The murders raise troubling questions about the safety of media professionals in the European Union, says Index.
“A thorough and transparent investigation into the murder of Jan Kuciak is extremely important. Index calls on the European Union to ensure that an independent investigation takes place and that the legal process meets international standards” Index’s head of advocacy Joy Hyvarinen said. “Investigative journalism is vital to healthy democracies. In 2017, Index on Censorship’s Mapping Media Freedom platform documented 67 cases in which journalists were targeted with threats, violence and death for reporting on corruption.”
Corruption is becoming a major issue in the EU and neighbouring countries, undermining democracy and putting individuals at risk. Journalists play a key role in uncovering and fighting corruption through their investigations and, as a result, put themselves in danger.
On 16 October the Maltese journalist Daphne Caruana Galizia was murdered when the car she was driving exploded. Caruana Galizia published a number of articles on her blog investigating corruption.
“We need to stop behaving as if threats to journalists’ safety happen ‘somewhere else,’” said Index on Censorship CEO Jodie Ginsberg. “Prominent journalists in the United States get regular death threats – and are becoming used to it as part of their daily lives. Meanwhile, in the European Union two investigative journalists have been killed in less than six months.
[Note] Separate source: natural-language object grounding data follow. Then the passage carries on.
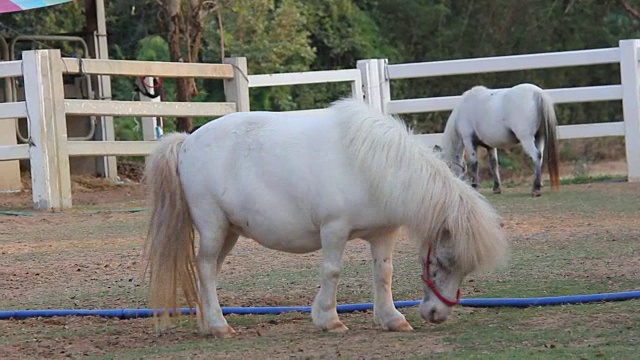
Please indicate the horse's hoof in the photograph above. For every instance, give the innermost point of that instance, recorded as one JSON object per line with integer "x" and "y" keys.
{"x": 221, "y": 332}
{"x": 336, "y": 327}
{"x": 399, "y": 325}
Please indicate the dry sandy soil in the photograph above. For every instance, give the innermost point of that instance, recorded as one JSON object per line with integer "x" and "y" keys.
{"x": 91, "y": 259}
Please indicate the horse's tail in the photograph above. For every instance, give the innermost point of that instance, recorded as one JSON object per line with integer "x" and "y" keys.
{"x": 169, "y": 247}
{"x": 552, "y": 157}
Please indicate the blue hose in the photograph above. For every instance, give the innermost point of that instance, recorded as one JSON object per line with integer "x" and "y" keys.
{"x": 473, "y": 302}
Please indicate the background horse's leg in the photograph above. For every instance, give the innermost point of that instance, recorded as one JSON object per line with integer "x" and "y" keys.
{"x": 493, "y": 168}
{"x": 540, "y": 139}
{"x": 530, "y": 148}
{"x": 472, "y": 149}
{"x": 384, "y": 311}
{"x": 324, "y": 313}
{"x": 215, "y": 244}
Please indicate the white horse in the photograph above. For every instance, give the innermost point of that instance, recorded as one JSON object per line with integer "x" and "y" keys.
{"x": 299, "y": 184}
{"x": 499, "y": 119}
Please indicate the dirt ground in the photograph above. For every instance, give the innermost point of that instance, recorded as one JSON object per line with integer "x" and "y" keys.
{"x": 82, "y": 260}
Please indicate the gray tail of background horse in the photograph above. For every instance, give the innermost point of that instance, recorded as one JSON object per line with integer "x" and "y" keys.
{"x": 552, "y": 156}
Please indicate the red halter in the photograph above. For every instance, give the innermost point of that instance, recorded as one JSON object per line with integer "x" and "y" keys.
{"x": 432, "y": 285}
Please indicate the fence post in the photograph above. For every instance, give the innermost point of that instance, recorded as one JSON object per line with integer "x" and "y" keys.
{"x": 385, "y": 84}
{"x": 630, "y": 79}
{"x": 49, "y": 157}
{"x": 149, "y": 123}
{"x": 237, "y": 89}
{"x": 370, "y": 82}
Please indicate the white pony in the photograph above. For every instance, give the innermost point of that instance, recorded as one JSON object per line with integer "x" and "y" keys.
{"x": 299, "y": 184}
{"x": 499, "y": 119}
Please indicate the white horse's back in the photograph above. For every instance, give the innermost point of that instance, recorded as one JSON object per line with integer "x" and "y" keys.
{"x": 277, "y": 178}
{"x": 301, "y": 183}
{"x": 499, "y": 116}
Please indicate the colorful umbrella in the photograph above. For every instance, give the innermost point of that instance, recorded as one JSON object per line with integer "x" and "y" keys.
{"x": 21, "y": 5}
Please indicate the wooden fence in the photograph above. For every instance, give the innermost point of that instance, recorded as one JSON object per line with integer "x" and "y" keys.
{"x": 46, "y": 108}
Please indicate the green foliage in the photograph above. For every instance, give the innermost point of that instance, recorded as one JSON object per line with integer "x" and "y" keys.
{"x": 287, "y": 36}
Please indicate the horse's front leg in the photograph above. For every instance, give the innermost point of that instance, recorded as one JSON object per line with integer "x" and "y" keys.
{"x": 536, "y": 157}
{"x": 472, "y": 149}
{"x": 384, "y": 311}
{"x": 324, "y": 314}
{"x": 493, "y": 167}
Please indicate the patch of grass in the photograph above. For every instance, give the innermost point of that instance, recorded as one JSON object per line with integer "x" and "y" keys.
{"x": 588, "y": 179}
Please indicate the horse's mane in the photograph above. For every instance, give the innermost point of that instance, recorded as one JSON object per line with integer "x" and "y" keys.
{"x": 412, "y": 184}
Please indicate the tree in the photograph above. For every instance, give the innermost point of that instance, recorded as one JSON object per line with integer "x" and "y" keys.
{"x": 185, "y": 20}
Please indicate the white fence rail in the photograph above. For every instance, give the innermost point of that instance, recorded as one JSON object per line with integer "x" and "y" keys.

We need to wake up to this growing menace.”
On 16 August, Parim Olluri, editor-in-chief of investigative website Insajderi, was physically assaulted by unknown individuals outside his home in Kosovo’s capital Pristina. Olluri believes the attack was linked to his work. A few days before the assault, Olluri had published an editorial about corruption allegations against former Kosovo Liberation Army commanders, after which he received a torrent of abuse and threats on social media.
Failure to properly investigate cases and bring perpetrators to justice fosters an atmosphere encouraging further attacks.